2. Volatility Flux Factor
The unique aspect of this indicator is the Flux Factor calculation. It compares short-term ATR (default 14 periods) against long-term ATR (default 100 periods) to determine the current volatility regime:
Flux Factor > 1.0 = Volatility Expansion (market is more volatile than usual)
Flux Factor < 1.0 = Volatility Compression (market is in a squeeze)
This ratio creates a dynamic multiplier that causes the bands to expand during high volatility periods and contract during consolidation phases.
3. Dynamic Band Calculation
The upper and lower bands are calculated as: Baseline ± (Short ATR × Multiplier × Flux Factor). This means the bands automatically widen when volatility increases and tighten during quiet market conditions, providing context-aware support and resistance levels.
Trading Ideas and Insights
Trend Following: Trade in the direction of the baseline color.
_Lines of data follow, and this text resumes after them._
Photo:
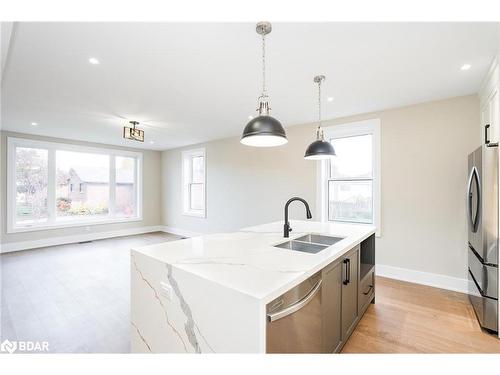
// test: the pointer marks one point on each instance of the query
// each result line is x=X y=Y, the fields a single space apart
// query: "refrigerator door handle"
x=473 y=219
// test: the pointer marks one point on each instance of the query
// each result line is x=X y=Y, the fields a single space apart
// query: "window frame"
x=187 y=157
x=352 y=129
x=52 y=147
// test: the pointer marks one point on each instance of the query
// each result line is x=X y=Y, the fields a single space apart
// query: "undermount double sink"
x=310 y=243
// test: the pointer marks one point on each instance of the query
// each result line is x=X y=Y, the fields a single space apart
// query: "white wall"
x=150 y=203
x=424 y=152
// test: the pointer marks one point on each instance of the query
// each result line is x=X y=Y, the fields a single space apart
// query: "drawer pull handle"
x=368 y=291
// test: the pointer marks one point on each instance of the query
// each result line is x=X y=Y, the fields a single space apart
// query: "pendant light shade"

Green baseline suggests looking for long opportunities; red baseline suggests short opportunities.
Volatility Breakouts: The indicator plots "Flux" signals when price breaks above the upper band (bullish) or below the lower band (bearish) during volatility expansion phases. These signals indicate potential momentum continuation.
Mean Reversion: During compression phases (tight bands), prices often revert to the baseline. Consider taking profits near the bands and re-entering near the baseline.
Squeeze Detection: When bands are unusually tight (Flux Factor < 1), the market is coiling for a potential explosive move. Prepare for breakout trades.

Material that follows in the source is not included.